Aux provinciales, dont les résultats ont été annoncés avant la fin de la "compilation" des votes, le FCC a remporté plus de 80% des sièges dans 22 des 26 provinces, ce qui lui assure une large majorité au Sénat - les 108 sénateurs sont élus au second degré par les 26 assemblées provinciales.

Or, M. Kabila, qui ne pouvait briguer de troisième mandat, deviendra après la prestation de serment de son successeur, sénateur à vie, selon la Constitution de 2006.
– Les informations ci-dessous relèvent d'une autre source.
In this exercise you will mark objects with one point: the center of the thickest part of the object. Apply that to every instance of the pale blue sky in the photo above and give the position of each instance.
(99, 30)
Fort de sa confortable majorité, il pourrait, spécule-t-on à Kinshasa, briguer la présidence du Sénat et devenir ainsi protocolairement le second personnage de l'Etat et, en cas d'empêchement définitif du chef de l'Etat (a priori M. Tshisekedi), les "fonctions de Président de la République", comme le stipule la Constitution.

Une hypothèse qui circule en RDC est que le dauphin de M. Kabila, Emmanuel Ramazani Shadary - le grand perdant de la présidentielle avec 23%, selon les résultats provisoires de la Céni - soit nommé Premier ministre.

Le futur chef du gouvernement devra en effet être choisi parmi les forces fidèles à son prédécesseur car issu de la majorité parlementaire.

"Le nouveau chef de l'Etat (Félix Tshisekedi) régnera mais ne gouvernera pas", en conclut le professeur Omasombo. "L'Assemblée nationale et le Sénat seront kabilistes, comme le gouvernement et l'armée", a-t-il ajouté.

"Felix Tshisekedi sera un président sans pouvoir. Un président fantoche. Kabila lui a cédé la présidence tout en conservant l'effectivité du pouvoir", a pour sa part commenté l'avocat Guylain Mafuta Laman, un ex-proche de Fatshi.